A hipocalcemia leve é frequentemente assintomática.

É provável que o exame clínico revele sinais atribuíveis à malignidade subjacente, como linfadenopatia palpável ou esplenomegalia no caso de distúrbios linfoproliferativos.

Linfadenopatia e esplenomegalia podem indicar maior carga tumoral, que está associada a alto risco de SLT.[28]

Investigações laboratoriais

A bioquímica e o hemograma completo devem ser examinados antes do início do tratamento contra câncer e por 2 a 3 dias após o início do tratamento.

Comprometimento renal preexistente (creatinina sérica elevada ≥1.5 vez do limite superior do normal), desidratação (com ureia elevada) e depleção de volume são fatores de risco predisponentes para SLT que podem ser modificados e devem ser identificados antes de iniciar o tratamento para câncer.[1][28]

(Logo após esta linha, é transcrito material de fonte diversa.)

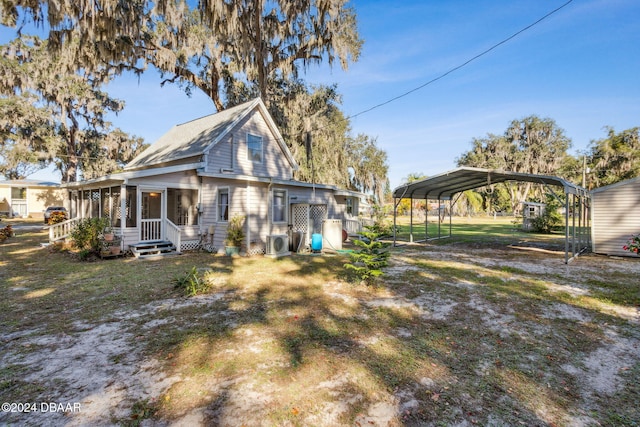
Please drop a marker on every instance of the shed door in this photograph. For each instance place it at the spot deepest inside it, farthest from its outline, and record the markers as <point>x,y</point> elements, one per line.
<point>308,219</point>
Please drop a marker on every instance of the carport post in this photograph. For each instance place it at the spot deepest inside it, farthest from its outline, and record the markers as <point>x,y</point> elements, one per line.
<point>439,218</point>
<point>573,214</point>
<point>411,220</point>
<point>395,211</point>
<point>426,219</point>
<point>450,213</point>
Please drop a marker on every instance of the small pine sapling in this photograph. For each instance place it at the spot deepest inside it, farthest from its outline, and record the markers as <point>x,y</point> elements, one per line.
<point>367,263</point>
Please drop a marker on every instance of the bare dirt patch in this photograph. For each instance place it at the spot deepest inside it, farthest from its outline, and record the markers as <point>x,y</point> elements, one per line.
<point>492,337</point>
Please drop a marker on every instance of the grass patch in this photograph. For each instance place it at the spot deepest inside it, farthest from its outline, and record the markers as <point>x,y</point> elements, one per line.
<point>465,331</point>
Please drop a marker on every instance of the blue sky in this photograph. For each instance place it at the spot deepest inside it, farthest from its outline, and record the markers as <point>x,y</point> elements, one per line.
<point>580,67</point>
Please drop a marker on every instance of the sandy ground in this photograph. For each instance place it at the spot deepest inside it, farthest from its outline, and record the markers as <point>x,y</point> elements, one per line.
<point>78,369</point>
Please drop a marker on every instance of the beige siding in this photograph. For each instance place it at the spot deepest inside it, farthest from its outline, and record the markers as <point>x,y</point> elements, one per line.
<point>615,216</point>
<point>231,153</point>
<point>253,201</point>
<point>186,179</point>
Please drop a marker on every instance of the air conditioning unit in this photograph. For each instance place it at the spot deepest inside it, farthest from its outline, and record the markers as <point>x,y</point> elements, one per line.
<point>277,245</point>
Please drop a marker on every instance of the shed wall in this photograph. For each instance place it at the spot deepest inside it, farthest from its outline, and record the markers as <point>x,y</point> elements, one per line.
<point>615,217</point>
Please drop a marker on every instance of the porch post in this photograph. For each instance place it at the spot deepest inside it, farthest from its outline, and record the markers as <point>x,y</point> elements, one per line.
<point>411,220</point>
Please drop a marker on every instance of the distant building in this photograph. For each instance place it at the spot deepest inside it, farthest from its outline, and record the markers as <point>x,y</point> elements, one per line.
<point>28,197</point>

Lactato desidrogenase sérica elevada, leucocitose e hiperuricemia antes do início do tratamento para câncer estão correlacionados com alta carga tumoral e são considerados fatores de risco independentes para SLT.[2][9][29][30]

Níveis elevados de fosfato e potássio antes de iniciar o tratamento para câncer aumenta a probabilidade de desenvolver SLT laboratorial e clínica.[30]

O pH urinário deve ser examinado antes do início do tratamento para câncer e sempre na presença de hiperuricemia, pois a nefropatia por uratos é mais provável em níveis ácidos de pH.[14]

A SLT laboratorial é definida como uma anormalidade em dois ou mais dos seguintes fatores, ocorrendo até 3 dias antes ou 7 dias após o início do tratamento para câncer:[2]

  • Ácido úrico ≥476 micromoles/L (≥8 mg/dL) ou aumento de 25% da linha basal

  • Potássio ≥6.0 mmol/L (≥6.0 mEq/L) ou aumento de 25% da linha basal

  • Fosfato ≥2.1 mmol/L (≥6.5 mg/dL) em crianças ou ≥1.45 mmol/L (≥4.5 mg/dL) em adultos ou um aumento de 25% da linha basal

  • Cálcio ≤1.75 mmol/L (≤7 mg/dL) ou diminuição em 25% do valor da linha basal.

A SLT clínica é definida como SLT laboratorial associada a um ou mais dos seguintes fatores:[2]

  • Creatinina sérica aumentada (≥1.5 vez o limite superior do normal)

  • Arritmia cardíaca ou morte súbita

  • Convulsão.

Se houver evidências de SLT, o tratamento deve ser iniciado, e a bioquímica deve ser repetida pelo menos duas vezes ao dia até que se normalize.

Monitoramento cardíaco

Na presença de hipercalemia, hiperfosfatemia e hipocalcemia, é necessário um ECG com ou sem monitoramento cardíaco contínuo, pois podem desenvolver-se arritmias com risco de vida. Monitoramento cardíaco contínuo é recomendado durante qualquer tratamento farmacológico de uma arritmia ou quando o potássio sérico está significativamente alto (>7 mmol/L [>7 mEq/L]).